Gluten free, dairy free (if you don’t use butter), nut free and very tasty!
1-2 cloves of garlic
Fresh ginger (approx 2cm piece,peeled)
Large handful of fresh herbs (I use curry leaf, thai basil, garlic chives, 2 bay leaves)
1-2 T curry powder of choice (I wouldn’t recommend ‘Keens’ as I find the flavour a little harsh, but if you like it, use it!)
3 large, ripe tomatoes
1 T fish sauce (or to taste)
1 tsp sesame oil (or to taste)
1-2 T white balsamic vinegar (or acid of choice – lime juice is nice)
1T rapadura / coconut palm sugar / raw sugar
Salt and pepper
500g chicken (thighs work best because they retain their moisture, but I used breast last night and it worked just fine), sliced
3/4 cup thick coconut cream
Cooked millet to serve
1. Finely chop onion and garlic and fry in oil (or ghee or butter) until soft. Add grated ginger and allow to soften a little.
2. Stir through finely chopped herbs and curry powder.

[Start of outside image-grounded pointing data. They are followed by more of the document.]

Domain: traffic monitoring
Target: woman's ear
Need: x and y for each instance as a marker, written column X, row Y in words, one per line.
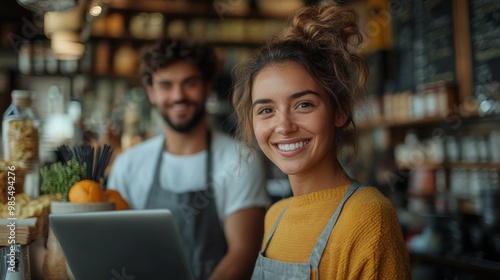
column 341, row 119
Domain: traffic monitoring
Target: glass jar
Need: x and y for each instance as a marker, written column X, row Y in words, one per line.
column 20, row 137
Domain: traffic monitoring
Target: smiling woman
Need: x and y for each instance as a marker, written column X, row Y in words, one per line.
column 295, row 98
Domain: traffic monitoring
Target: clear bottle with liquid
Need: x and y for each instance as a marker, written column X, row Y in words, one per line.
column 20, row 138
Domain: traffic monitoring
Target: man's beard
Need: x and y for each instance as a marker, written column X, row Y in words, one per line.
column 186, row 127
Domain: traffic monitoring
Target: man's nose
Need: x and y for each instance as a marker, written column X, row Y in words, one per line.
column 177, row 93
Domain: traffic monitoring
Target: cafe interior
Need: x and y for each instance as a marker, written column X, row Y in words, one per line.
column 428, row 124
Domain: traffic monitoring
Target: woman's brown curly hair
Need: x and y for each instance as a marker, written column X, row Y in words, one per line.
column 322, row 40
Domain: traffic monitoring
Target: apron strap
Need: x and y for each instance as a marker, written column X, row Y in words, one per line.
column 320, row 246
column 271, row 233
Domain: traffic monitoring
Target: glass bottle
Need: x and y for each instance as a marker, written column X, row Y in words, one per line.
column 20, row 138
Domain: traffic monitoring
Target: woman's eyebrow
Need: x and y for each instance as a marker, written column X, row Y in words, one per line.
column 291, row 97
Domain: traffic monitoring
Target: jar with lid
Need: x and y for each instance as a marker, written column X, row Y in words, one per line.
column 20, row 138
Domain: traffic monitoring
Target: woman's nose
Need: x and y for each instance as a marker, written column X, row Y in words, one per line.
column 285, row 124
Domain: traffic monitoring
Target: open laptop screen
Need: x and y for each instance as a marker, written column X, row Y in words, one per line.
column 127, row 244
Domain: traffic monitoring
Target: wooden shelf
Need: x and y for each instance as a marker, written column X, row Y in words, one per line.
column 431, row 121
column 451, row 165
column 479, row 267
column 185, row 10
column 142, row 41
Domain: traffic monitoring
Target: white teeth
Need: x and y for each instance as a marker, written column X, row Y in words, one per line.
column 179, row 106
column 291, row 147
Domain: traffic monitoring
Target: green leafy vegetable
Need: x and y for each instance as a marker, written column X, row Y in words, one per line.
column 59, row 178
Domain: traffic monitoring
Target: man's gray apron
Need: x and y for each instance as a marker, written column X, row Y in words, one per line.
column 197, row 219
column 266, row 268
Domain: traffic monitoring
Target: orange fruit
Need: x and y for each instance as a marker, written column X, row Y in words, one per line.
column 85, row 191
column 116, row 197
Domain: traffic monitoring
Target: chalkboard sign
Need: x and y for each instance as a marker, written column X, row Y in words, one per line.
column 424, row 41
column 485, row 46
column 433, row 42
column 402, row 19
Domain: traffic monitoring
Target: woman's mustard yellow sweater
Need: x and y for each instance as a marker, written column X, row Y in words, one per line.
column 366, row 242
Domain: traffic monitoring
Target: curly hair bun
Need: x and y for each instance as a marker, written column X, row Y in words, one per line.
column 326, row 25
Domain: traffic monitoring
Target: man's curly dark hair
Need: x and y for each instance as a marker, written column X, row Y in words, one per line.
column 168, row 51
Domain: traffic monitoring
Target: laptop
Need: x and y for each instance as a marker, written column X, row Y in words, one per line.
column 121, row 245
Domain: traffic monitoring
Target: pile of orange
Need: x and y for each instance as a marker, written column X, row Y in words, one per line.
column 88, row 191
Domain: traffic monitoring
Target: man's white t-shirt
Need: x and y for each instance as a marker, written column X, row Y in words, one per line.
column 235, row 187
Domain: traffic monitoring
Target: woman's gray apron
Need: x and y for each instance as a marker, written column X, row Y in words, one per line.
column 197, row 219
column 266, row 268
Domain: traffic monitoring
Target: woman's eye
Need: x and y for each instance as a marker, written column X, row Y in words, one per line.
column 304, row 105
column 264, row 111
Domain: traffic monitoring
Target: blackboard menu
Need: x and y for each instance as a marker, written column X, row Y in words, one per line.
column 485, row 46
column 402, row 19
column 424, row 41
column 433, row 42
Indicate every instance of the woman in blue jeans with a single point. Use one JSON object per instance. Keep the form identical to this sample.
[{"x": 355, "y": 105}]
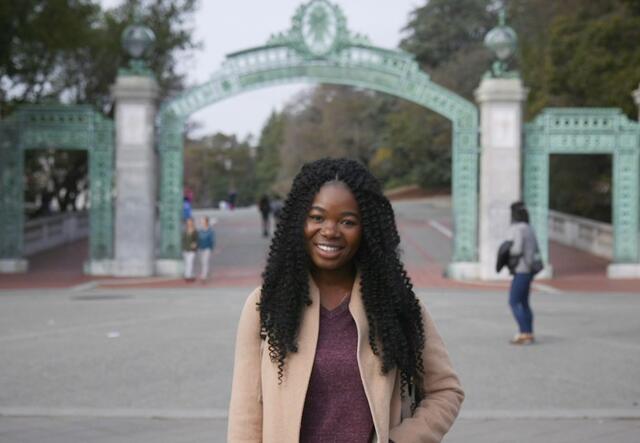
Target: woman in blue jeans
[{"x": 525, "y": 249}]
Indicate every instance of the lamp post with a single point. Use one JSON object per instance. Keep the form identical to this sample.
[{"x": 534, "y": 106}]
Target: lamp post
[
  {"x": 137, "y": 41},
  {"x": 135, "y": 94}
]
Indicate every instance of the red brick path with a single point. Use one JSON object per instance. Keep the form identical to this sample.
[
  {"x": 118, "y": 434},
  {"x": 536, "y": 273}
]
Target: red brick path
[{"x": 62, "y": 268}]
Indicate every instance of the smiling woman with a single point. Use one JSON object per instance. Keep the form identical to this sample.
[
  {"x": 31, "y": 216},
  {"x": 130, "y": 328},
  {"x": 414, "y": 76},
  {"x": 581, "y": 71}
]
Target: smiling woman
[
  {"x": 333, "y": 234},
  {"x": 335, "y": 346}
]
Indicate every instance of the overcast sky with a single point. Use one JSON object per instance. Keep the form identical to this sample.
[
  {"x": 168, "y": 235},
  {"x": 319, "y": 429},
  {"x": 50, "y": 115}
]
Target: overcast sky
[{"x": 232, "y": 25}]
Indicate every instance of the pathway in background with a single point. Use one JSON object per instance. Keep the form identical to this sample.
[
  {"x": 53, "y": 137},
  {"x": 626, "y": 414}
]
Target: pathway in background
[
  {"x": 98, "y": 365},
  {"x": 238, "y": 260}
]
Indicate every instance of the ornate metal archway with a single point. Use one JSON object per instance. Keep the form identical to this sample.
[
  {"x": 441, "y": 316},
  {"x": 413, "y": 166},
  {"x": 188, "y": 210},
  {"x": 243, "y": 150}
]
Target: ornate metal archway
[
  {"x": 586, "y": 131},
  {"x": 319, "y": 48},
  {"x": 57, "y": 127}
]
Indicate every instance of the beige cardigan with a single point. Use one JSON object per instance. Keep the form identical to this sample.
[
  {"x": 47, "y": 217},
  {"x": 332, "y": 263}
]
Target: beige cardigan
[{"x": 261, "y": 410}]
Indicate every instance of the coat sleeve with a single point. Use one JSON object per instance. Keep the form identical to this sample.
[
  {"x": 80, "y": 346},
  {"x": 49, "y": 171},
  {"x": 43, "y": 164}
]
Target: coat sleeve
[
  {"x": 518, "y": 241},
  {"x": 436, "y": 413},
  {"x": 245, "y": 408}
]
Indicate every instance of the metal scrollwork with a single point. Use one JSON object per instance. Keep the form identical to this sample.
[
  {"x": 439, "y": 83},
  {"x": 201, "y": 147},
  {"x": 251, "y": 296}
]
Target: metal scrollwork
[
  {"x": 586, "y": 131},
  {"x": 319, "y": 47}
]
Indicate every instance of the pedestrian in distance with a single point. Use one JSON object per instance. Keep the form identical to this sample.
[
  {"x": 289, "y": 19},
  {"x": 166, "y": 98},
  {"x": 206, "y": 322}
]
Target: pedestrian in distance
[
  {"x": 186, "y": 209},
  {"x": 206, "y": 244},
  {"x": 264, "y": 206},
  {"x": 276, "y": 208},
  {"x": 335, "y": 346},
  {"x": 189, "y": 248},
  {"x": 525, "y": 263}
]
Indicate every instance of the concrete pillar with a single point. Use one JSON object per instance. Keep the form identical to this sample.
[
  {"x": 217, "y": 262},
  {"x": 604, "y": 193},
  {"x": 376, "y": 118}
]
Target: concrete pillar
[
  {"x": 636, "y": 98},
  {"x": 500, "y": 103},
  {"x": 135, "y": 210}
]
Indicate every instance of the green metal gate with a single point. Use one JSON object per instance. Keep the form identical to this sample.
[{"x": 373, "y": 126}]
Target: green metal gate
[
  {"x": 56, "y": 127},
  {"x": 319, "y": 48},
  {"x": 586, "y": 131}
]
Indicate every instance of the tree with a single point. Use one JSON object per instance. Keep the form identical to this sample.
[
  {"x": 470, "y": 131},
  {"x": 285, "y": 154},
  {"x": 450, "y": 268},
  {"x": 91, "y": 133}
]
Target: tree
[
  {"x": 70, "y": 51},
  {"x": 215, "y": 165}
]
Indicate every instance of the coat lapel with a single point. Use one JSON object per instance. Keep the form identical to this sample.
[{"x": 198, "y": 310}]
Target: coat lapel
[
  {"x": 300, "y": 364},
  {"x": 378, "y": 386}
]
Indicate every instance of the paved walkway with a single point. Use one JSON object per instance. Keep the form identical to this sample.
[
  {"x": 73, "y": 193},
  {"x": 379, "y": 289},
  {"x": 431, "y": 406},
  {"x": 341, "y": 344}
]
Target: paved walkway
[
  {"x": 238, "y": 260},
  {"x": 98, "y": 365}
]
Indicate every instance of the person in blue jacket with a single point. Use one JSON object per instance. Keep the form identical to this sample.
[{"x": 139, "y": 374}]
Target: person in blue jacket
[{"x": 206, "y": 244}]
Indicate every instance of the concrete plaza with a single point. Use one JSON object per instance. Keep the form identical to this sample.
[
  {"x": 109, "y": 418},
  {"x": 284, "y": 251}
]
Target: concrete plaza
[{"x": 151, "y": 361}]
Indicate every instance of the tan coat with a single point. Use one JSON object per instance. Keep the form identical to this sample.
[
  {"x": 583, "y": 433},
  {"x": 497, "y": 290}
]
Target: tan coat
[{"x": 262, "y": 410}]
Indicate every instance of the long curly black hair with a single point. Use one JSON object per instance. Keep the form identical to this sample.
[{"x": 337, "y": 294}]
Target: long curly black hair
[{"x": 392, "y": 309}]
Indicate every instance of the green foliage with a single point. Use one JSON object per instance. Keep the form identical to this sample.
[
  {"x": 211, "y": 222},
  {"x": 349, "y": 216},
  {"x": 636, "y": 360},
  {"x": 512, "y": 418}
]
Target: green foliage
[
  {"x": 268, "y": 153},
  {"x": 587, "y": 193},
  {"x": 70, "y": 50}
]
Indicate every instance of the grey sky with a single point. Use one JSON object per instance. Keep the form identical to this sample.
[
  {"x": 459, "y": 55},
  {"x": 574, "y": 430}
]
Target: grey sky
[{"x": 228, "y": 26}]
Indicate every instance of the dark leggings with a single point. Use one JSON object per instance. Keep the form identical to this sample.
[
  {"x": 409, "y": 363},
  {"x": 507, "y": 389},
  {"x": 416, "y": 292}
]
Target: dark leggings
[{"x": 519, "y": 301}]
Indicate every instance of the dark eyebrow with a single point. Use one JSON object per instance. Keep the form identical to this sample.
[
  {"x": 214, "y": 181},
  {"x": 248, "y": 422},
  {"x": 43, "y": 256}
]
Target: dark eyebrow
[{"x": 346, "y": 213}]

Fry off until fragrant.
3. Finely chop tomatoes and stir through. Allow to simmer for a few minutes.
(Steps 1-3 can be easily covered in TMix – after chopping and sauteeing onion mixture, add herbs and turbo for a few seconds, scrape down and add tomatoes. Turbo for a few seconds until smooth. You could continue cooking the curry in TM, but I like to pour into my pan and continue cooking in there so I can cook my millet to serve with the curry in the Thermie)
4. Add the fish sauce, sesame oil, vinegar, sugar,salt and pepper. Stir through and continue to lightly simmer until the sauce has reduced by around 1/4 of it’s volume. Taste and adjust seasonings if required.
5. Add chicken and allow to continue to simmer for around 15-20 minutes. While the meat is cooking through, cook your millet in the Thermie (or on the stovetop) in salted water or stock. (Using the Thermie bowl is fantastic here if you used it to chop your herbs, onion etc as the flavour goes through the water and the millet)
6. When the chicken is just cooked through, add coconut cream and stir through. Allow the sauce to warm through again before serving.
7. Serve with millet and steamed greens (if you have them).